I wtedy zaczęła się burza. – Jestem zbulwersowana wykorzystaniem mojego nazwiska – powiedziała w TOK FM Danuta Kozakiewicz, dyrektorka szkoły podstawowej nr 103 w Warszawie, komentując rekomendacje IBE. Podkreśliła, że nie jest członkinią zespołu eksperckiego w tej sprawie i nie jest autorką tego dokumentu, który nazwała „bublem”.
– Uważam, że prace domowe, przemyślane przez nauczyciela, w odpowiedni sposób sformułowane, powinny być obowiązkowe dla ucznia – podkreśliła.
Zaprzeczyła, że pracowała nad rekomendacjami, zawartymi w raporcie. – Nie brałam udziału w spotkaniu, gdzie ten dokument opracowywano i absolutnie się pod nim nie podpisuję – dodała.
Po tych słowach rekomendacje IBE nagle zniknęły ze strony internetowej Instytutu. Przed godziną 22 pojawiło się za to specjalne oświadczenie.
„(…) Decyzja ta jest efektem uzyskania informacji o niezgodnym ze standardami Instytutu sposobie procedowania ww. projektu. IBE-PIB przeprasza wszystkich ekspertów za zaistniałą sytuację. Procedura uzgodnienia treści i uzyskania akceptacji projektu przez zaangażowanych w ten proces ekspertów zostanie powtórzona, a bezpośredni nadzór nad tym procesem obejmie dyrektor IBE – PIB. Następnie zweryfikowane propozycje zostaną ponownie przesłane do Ministerstwa Edukacji Narodowej” – podał IBE.

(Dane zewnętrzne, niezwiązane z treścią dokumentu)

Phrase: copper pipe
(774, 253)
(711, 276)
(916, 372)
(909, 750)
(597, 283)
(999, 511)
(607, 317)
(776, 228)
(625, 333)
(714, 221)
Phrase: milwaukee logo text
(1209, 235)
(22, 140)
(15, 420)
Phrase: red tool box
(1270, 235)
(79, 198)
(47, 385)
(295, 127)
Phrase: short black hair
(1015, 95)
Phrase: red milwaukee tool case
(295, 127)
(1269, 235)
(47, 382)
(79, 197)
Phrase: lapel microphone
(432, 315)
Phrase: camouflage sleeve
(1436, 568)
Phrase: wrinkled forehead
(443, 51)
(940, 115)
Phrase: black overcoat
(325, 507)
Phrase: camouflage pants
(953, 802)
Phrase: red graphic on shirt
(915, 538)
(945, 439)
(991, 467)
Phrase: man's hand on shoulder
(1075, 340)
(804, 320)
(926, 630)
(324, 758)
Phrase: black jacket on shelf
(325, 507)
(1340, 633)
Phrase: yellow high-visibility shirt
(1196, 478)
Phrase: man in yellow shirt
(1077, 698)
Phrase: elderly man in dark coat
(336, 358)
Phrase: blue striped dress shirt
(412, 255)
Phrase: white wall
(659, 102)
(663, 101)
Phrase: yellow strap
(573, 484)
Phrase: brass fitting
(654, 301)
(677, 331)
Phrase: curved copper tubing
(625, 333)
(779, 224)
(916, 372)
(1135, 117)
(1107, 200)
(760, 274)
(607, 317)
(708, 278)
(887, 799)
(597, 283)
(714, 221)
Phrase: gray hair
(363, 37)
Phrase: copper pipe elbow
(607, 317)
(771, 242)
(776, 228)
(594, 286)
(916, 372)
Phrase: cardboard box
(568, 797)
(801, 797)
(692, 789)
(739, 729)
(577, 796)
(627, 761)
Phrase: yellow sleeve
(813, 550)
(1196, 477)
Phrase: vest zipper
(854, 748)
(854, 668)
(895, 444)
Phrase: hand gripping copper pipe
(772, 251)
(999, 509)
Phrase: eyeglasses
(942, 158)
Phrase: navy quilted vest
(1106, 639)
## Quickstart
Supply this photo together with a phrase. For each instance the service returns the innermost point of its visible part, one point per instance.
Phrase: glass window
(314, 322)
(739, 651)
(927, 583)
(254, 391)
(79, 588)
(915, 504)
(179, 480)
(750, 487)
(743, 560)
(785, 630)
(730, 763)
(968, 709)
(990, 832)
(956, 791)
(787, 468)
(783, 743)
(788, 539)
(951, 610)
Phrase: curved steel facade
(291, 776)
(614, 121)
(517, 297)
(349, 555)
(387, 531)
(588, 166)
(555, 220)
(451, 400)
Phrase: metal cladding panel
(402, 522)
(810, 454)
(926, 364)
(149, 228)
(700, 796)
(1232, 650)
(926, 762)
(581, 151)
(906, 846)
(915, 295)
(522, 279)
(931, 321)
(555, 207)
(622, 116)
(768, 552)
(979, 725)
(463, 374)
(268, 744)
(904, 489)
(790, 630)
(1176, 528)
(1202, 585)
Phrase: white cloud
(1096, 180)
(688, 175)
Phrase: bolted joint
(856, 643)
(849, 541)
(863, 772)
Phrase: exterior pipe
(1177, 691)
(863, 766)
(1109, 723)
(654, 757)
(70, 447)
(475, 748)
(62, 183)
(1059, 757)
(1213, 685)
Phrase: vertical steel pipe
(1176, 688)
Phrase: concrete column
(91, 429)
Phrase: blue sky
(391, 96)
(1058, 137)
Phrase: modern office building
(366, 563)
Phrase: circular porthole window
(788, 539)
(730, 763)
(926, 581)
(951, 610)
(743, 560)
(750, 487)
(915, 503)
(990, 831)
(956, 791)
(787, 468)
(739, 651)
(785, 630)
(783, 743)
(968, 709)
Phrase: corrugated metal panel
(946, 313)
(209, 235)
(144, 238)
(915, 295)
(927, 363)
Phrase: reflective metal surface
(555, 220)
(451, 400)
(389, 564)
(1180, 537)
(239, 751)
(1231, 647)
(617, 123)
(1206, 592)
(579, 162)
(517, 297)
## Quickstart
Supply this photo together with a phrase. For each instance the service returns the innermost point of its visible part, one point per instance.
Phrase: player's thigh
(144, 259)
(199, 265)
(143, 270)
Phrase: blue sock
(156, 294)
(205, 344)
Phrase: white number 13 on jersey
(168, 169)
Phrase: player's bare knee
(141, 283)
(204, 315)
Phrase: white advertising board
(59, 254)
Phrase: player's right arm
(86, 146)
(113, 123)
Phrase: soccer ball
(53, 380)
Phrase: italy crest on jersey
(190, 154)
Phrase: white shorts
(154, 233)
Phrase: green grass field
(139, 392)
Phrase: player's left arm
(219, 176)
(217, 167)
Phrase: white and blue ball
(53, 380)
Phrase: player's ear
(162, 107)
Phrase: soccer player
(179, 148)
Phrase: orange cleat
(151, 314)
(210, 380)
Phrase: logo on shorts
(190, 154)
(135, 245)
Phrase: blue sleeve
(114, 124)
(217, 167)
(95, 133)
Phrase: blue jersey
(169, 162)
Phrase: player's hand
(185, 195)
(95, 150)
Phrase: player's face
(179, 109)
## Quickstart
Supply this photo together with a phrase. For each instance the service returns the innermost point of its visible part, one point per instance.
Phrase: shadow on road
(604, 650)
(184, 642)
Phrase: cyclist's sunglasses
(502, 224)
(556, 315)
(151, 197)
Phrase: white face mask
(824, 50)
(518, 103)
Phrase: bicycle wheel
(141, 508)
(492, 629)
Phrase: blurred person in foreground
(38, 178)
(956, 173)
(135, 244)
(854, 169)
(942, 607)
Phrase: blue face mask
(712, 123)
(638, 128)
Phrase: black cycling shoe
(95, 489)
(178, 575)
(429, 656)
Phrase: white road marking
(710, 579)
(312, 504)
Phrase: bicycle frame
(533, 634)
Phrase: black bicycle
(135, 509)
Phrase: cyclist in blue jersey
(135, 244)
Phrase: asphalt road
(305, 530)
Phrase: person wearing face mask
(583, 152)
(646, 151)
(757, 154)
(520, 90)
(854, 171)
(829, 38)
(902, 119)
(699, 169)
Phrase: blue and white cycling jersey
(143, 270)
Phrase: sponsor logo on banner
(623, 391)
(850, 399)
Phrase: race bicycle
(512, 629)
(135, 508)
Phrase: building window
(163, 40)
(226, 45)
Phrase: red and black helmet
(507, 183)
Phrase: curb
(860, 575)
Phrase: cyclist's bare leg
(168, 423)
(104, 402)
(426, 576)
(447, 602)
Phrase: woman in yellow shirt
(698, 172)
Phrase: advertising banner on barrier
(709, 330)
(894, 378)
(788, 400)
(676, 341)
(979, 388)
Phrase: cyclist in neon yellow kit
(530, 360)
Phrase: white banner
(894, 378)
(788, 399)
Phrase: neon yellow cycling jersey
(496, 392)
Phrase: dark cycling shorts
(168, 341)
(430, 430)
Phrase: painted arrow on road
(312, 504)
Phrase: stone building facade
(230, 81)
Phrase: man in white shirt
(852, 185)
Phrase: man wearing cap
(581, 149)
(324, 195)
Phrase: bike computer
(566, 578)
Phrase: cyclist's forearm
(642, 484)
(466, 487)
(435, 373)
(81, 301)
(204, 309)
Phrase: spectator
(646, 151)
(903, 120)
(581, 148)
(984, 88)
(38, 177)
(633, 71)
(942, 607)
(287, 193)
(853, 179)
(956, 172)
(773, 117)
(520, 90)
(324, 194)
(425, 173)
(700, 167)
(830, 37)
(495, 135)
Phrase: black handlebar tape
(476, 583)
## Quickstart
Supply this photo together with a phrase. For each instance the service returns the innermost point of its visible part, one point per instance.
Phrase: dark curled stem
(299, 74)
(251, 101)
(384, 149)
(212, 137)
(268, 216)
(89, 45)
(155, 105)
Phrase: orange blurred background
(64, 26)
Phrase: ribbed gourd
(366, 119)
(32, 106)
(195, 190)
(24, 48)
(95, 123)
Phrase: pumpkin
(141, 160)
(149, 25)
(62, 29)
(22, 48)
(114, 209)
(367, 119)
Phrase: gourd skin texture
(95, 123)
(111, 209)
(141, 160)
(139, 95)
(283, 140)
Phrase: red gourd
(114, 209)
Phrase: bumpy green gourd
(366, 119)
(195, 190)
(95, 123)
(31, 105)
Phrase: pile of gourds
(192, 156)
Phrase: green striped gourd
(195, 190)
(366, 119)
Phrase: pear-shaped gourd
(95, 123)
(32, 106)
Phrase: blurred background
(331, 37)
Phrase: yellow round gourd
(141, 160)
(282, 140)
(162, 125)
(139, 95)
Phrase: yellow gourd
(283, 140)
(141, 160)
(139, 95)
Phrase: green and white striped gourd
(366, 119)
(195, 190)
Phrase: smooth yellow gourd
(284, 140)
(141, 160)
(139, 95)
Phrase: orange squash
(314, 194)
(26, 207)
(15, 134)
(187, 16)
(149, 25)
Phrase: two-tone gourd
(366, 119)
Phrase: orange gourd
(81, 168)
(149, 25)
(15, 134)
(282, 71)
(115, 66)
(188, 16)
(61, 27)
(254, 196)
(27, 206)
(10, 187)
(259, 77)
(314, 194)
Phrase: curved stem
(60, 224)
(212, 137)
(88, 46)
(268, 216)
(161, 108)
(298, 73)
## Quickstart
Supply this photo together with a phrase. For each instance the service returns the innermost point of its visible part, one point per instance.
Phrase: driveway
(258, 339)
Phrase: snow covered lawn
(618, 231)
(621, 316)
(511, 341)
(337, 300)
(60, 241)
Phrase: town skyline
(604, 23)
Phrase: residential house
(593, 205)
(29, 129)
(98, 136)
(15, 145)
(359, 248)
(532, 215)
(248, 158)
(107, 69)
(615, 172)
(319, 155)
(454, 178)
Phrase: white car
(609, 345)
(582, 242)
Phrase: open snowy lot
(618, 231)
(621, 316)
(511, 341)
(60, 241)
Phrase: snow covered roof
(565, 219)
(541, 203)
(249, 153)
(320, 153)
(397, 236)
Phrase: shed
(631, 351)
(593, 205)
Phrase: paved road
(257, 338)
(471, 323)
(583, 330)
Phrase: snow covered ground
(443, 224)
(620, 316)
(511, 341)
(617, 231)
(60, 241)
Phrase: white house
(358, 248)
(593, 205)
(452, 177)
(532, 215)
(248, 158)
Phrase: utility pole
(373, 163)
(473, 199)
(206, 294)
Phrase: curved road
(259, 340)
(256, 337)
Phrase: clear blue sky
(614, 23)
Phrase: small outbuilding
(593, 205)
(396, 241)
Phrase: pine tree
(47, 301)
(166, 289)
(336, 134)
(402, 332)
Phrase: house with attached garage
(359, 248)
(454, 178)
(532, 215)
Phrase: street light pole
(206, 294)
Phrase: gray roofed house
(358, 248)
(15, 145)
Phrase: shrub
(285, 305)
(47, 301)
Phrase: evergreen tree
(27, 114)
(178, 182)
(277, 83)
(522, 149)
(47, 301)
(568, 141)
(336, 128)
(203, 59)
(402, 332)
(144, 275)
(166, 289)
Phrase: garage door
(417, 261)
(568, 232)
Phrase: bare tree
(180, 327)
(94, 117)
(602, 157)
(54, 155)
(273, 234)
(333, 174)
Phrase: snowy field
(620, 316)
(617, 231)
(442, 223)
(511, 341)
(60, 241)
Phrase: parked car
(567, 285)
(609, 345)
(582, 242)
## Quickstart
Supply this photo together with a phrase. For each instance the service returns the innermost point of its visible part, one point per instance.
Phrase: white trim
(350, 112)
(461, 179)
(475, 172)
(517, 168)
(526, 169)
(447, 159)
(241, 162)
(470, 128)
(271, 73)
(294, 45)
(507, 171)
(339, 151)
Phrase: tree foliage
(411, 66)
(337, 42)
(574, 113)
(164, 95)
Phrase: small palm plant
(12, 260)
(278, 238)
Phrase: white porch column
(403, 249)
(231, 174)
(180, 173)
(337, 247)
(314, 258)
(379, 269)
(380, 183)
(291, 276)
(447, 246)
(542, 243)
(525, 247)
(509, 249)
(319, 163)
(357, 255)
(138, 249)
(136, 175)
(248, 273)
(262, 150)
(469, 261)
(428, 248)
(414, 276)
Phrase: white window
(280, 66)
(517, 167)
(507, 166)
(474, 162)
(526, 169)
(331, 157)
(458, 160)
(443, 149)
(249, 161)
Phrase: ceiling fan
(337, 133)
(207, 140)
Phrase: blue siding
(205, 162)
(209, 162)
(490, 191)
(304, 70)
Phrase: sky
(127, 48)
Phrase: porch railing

Informujemy, że dyrektor Instytutu Badań Edukacyjnych – Państwowego Instytutu Badawczego (IBE- PIB) zdecydował o ponownej analizie rekomendacji odnośnie możliwych zmian w sposobie zadawania czy oceniania prac domowych.
Decyzja ta jest efektem uzyskania informacji o niezgodnym…
— IBE PIB (@ibe_edu) November 3, 2025
„Mają państwo gotowe rekomendacje od tysięcy dyrektorów i nauczycieli w swoim raporcie, proszę je po prostu przesłać do MEN i wszyscy będą zadowoleni. Nauczyciele odzyskają autonomie, rodzice nie będą musieli być korepetytorami a dzieciaki odciągniemy od telefonów” – komentują nauczyciele w mediach społecznościowych IBE. „Chcę pracować w IBE. Znam synonimy, parafrazy i nawet eufemizmy” – napisał ktoś. „Debatowali miesiącami i wymyślili synonim pracy domowej”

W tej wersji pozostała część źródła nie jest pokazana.